LONDON (REUTERS) - A dreaded trip to the dentist - and a filling - but has the stuff of nightmares had its day?

A team of researchers at King's College London have regrown teeth in mice - using stem cells.

"We've developed a really simple system. It involves putting a drug on a little sponge that goes inside the tooth, in the hole that the dentist has made. It stimulates this natural process, which is starting to occur anyway following the damage, but it over-activates the process so you actually get the big hole repaired and the repair is a production of the natural material, the dentine," said Professor Paul Sharpe of King's College London Centre for Regenerative Dentistry.

The research repurposes a drug already approved for use in clinical trials to treat Alzheimer's disease - offering a potential fast-track to trials

"So the hope is that that kind of safety data, that's been obtained with very high concentrations, given repeatedly into the bloodstream, will put us in a very good position to go along to the regulatory authorities and say, look, this drugs already had all this safety data, this is the concentration we're using, this is how we're delivering it and our hope is that that will accelerate the time we can get this into a clinical trial and get it into patients," Prof Sharpe added.

The commercially available biodegradable collagen sponges are also already approved - a simple technique with exciting implications for the 3rd world.

"I think this is so much further forward that it really could be quite exciting and offer an alternative when we look at filling materials that are currently available.
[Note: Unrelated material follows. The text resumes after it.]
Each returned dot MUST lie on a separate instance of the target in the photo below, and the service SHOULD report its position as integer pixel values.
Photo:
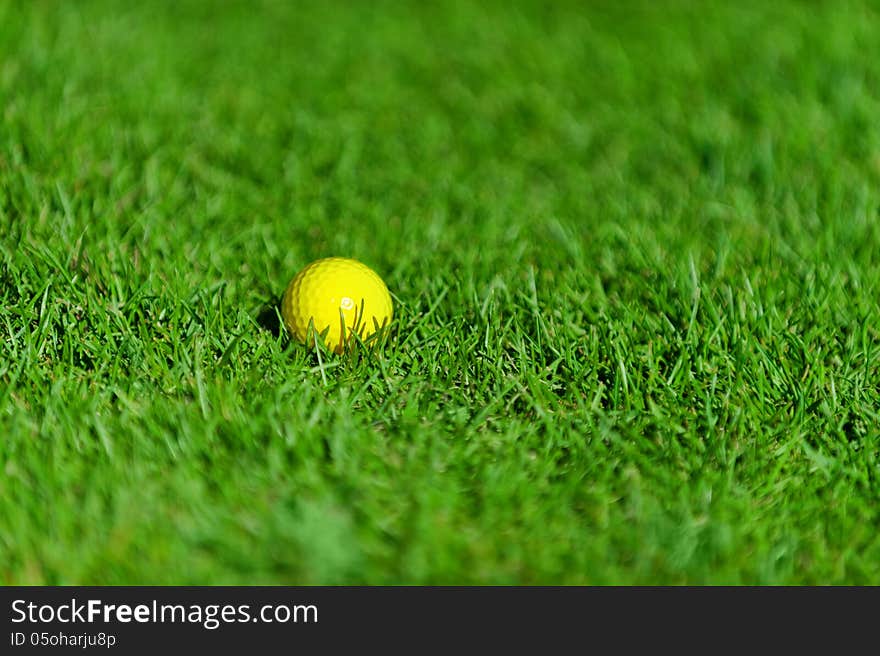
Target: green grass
(635, 250)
We're looking at an agreed phase down of silver-amalgam, the silver fillings that we have in our teeth and some of the other composite alternatives whilst very good have question marks over them as well. So actually regrowing the tooth that's been lost with a cavity would be really a huge step forward but it's also important that we remember that we shouldn't be getting the cavity in the first place. We're talking about a totally preventable disease," said Dr Nigel Carter, chief executive of the Oral Health Foundation.

The filling may have serious competition within a matter of years but the dentist's drill still has a future

Any decay needs to be removed and the sponge needs to be inserted in a hole.